Papst kritisiert schulische Sexualkunde und verlangt „Religionsfreiheit“ auch für die christliche Erziehung


Felizitas Küble, Vorsitzende des Christoferuswerks in Münster

Die jüngste Rede des Papstes beim traditionellen Neujahrsempfang läßt aufhorchen: in seiner Ansprache an die Botschafter aus 176 Nationen übte das Oberhaupt der katholischen Kirche am 10. Januar 2011 deutliche Kritik an der schulischen Sexualkunde und einem staatlichen Bildungs-Monopol; der Papst verlangte Pluralität in der Schulausbildung der Kinder sowie die Respektierung des natürlichen Elternrechts auf Erziehung.

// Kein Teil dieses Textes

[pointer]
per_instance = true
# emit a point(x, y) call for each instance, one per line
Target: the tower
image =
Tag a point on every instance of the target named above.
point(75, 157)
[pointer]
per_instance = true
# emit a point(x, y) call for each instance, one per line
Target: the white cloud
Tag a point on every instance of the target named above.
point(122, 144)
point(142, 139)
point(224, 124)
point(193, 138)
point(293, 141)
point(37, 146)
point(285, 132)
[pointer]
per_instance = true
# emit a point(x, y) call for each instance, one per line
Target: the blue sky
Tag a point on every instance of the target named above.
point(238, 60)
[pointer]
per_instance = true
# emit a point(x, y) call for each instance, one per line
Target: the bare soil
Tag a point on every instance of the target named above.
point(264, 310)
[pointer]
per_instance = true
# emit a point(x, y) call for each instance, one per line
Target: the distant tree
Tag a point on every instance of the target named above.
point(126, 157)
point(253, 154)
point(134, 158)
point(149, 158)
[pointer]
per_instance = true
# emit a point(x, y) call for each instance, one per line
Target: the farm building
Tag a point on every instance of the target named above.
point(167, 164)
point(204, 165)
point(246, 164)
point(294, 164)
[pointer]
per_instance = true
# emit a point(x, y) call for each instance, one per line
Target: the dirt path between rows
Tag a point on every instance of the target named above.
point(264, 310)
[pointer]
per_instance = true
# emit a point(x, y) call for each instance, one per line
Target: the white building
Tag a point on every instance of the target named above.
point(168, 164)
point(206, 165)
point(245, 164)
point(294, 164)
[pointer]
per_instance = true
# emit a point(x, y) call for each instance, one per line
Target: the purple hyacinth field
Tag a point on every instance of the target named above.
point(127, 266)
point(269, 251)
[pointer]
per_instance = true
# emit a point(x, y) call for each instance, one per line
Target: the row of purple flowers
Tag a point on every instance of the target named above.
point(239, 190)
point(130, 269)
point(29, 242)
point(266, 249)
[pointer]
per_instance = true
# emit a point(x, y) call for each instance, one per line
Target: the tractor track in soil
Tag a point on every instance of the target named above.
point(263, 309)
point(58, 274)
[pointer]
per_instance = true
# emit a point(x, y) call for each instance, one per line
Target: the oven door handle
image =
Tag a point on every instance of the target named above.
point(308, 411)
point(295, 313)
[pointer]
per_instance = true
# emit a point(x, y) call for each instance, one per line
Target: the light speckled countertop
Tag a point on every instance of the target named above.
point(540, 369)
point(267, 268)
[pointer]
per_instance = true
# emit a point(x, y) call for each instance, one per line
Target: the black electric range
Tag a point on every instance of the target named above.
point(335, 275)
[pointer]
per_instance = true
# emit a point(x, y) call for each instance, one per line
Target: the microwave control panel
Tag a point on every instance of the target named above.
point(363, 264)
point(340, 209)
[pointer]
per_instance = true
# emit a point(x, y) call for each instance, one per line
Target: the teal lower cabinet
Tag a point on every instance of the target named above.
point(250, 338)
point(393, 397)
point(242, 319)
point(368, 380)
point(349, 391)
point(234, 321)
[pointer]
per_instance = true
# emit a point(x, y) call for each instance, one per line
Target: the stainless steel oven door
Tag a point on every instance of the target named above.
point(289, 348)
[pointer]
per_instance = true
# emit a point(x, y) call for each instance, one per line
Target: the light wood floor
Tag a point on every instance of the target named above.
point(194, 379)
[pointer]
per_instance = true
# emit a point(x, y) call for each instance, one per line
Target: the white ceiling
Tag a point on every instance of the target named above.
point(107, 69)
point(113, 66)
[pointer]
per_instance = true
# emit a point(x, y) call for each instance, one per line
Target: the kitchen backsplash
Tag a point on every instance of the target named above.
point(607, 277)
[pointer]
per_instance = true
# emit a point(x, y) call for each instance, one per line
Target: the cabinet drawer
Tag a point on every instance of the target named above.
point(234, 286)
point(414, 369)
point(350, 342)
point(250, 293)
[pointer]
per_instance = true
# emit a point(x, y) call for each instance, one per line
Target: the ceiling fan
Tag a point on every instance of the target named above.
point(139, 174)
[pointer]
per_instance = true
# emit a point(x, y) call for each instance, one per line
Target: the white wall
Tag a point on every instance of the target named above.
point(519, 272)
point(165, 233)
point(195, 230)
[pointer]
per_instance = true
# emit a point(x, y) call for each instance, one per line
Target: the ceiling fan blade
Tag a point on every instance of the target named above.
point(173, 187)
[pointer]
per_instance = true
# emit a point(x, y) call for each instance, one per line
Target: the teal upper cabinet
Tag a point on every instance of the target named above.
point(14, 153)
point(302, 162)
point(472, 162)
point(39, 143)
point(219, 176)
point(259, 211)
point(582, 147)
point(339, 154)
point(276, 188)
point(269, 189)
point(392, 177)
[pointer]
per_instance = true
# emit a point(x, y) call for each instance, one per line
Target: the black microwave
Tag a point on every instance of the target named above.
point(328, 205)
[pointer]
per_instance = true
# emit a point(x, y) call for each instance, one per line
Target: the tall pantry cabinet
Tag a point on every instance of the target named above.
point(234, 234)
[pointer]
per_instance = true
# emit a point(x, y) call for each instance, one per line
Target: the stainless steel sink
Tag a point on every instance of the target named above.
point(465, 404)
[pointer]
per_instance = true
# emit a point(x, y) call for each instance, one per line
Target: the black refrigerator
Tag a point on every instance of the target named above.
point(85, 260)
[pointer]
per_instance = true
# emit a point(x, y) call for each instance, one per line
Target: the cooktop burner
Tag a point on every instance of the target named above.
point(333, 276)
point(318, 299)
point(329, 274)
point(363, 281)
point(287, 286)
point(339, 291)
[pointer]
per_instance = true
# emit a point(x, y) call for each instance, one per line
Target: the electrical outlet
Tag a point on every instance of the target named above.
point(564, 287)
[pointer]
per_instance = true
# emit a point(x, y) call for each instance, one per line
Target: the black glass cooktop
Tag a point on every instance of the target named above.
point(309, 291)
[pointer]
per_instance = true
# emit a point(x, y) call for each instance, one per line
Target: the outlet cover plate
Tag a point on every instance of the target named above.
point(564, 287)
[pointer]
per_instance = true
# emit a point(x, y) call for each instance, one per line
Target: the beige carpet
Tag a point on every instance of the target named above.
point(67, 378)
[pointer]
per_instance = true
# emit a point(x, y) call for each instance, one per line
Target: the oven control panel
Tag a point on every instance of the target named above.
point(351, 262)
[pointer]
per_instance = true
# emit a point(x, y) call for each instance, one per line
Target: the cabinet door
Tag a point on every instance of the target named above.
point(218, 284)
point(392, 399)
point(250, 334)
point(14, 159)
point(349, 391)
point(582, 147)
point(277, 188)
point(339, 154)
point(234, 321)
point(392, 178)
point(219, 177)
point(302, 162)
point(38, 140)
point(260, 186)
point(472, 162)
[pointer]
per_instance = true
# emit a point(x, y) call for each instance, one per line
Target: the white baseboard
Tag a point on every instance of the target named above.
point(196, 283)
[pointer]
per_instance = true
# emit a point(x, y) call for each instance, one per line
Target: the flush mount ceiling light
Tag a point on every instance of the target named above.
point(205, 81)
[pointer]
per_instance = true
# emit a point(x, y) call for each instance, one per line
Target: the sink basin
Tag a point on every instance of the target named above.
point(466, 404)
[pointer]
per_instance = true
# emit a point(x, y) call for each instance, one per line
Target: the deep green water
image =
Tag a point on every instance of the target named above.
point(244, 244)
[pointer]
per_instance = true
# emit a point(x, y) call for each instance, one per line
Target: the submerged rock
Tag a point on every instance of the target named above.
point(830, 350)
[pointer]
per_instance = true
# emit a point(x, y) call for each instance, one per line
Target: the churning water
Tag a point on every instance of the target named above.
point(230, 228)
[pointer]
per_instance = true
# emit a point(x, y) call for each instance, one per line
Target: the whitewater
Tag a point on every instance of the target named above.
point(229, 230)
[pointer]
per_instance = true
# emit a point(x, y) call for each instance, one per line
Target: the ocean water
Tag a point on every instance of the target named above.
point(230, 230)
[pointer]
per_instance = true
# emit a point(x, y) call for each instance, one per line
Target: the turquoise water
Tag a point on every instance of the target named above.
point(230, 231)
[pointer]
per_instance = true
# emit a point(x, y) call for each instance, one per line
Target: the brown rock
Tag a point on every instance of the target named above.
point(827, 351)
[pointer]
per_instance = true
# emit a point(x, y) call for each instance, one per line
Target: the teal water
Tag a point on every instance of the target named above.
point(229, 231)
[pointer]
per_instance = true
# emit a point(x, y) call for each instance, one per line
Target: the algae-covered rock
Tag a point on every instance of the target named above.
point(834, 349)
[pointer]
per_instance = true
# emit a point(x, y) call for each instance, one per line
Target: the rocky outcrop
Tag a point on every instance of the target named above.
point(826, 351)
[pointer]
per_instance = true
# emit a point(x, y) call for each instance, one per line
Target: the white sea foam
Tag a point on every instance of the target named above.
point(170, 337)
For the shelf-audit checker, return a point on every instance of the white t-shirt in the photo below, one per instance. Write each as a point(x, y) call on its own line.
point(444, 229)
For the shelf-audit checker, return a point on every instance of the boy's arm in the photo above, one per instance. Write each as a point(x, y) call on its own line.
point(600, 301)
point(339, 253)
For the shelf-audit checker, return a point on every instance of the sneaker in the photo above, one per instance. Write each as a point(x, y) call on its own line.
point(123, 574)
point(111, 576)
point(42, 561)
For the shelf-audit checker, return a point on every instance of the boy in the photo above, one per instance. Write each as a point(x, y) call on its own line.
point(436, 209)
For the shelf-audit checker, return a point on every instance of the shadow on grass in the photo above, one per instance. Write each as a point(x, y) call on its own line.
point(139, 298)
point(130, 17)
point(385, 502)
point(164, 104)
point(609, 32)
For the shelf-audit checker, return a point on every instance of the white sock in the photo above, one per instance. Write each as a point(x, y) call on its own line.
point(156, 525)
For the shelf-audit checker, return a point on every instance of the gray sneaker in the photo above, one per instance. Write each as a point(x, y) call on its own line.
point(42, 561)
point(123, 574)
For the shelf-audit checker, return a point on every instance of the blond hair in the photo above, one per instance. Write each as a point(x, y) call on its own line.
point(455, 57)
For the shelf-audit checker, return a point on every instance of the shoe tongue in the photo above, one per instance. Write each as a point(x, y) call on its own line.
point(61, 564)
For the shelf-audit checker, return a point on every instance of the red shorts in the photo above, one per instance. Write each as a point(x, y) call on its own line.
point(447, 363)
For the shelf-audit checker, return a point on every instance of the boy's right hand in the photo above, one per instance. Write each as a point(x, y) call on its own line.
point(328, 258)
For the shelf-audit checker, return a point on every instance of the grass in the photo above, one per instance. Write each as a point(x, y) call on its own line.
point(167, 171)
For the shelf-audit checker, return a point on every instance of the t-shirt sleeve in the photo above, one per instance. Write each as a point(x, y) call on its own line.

Damit vertritt der Pontifex einerseits lediglich die beständige Lehre der katholischen Kirche über das in der göttlichen Schöpfungsordnung verankerte Erziehungsrecht der Eltern, das der Staat nicht antasten darf und das die katholische Kirche seit jeher als ein grundlegendes „Naturrecht“ verkündet.

Andererseits ist die Wahl dieses speziellen Themas an solch herausragender Stelle im Rahmen einer politischen Ansprache vor versammelten Diplomaten aus aller Welt nicht selbstverständlich. Offenbar wollte der Papst damit ein sehr deutliches Signal geben und eine inhaltliche Debatte eröffnen, vielleicht gar eine Art „Paukenschlag“ bewirken.

Das zentrale Anliegen seiner Rede war zunächst die Einhaltung der Religionsfreiheit in aller Welt auf dem Hintergrund der Christenverfolgungen, die vor allem in islamischen Diktaturen zunehmen. Benedikt XVI. beklagte die Attentate auf Christen im Nahen Osten, die gewalttätigen Übergriffe auf Christen in Rotchina, Pakistan usw.

Diese Themenfelder nahm der Papst sodann zum Anlaß, um auch dem Westen einen kritischen Spiegel vorzuhalten, denn in Europa gäbe es „andere Arten der Bedrohung gegen die volle Ausübung der Religionsfreiheit“, zumal in Ländern, die einem verkehrten Verständnis von „Pluralismus und Toleranz“ huldigen.

Der Papst wandte sich gegen die staatliche Einschränkung der religiösen Freiheit der Familien und verteidigte das natürliche Erziehungsrecht der Eltern:
„Ich kann nicht schweigen angesichts des erneuten Angriffs auf die religiöse Freiheit der Familien, wo die Teilnahme an Kursen der Sexualerziehung oder Bürgerkunde verpflichtend auferlegt wird, bei denen ein angeblich neutrales Bild des Menschen und des Lebens vermittelt wird, das aber in Wirklichkeit ein Menschenbild widerspiegelt, das gegen den Glauben und die rechtverstandene Vernunft gerichtet ist.“

Die „Bürgerkunde“ erwähnte der Papst deshalb zusätzlich, weil beispielsweise in Spanien vor drei Jahren ein „Bürgerkunde“-Unterricht eingeführt wurde, gegen den zahlreiche christliche Eltern protestierten, weil darin Homosexualität, Abtreibung, außerehelicher Sex etc. nicht kritisch beleuchtet, sondern gutgeheißen werden.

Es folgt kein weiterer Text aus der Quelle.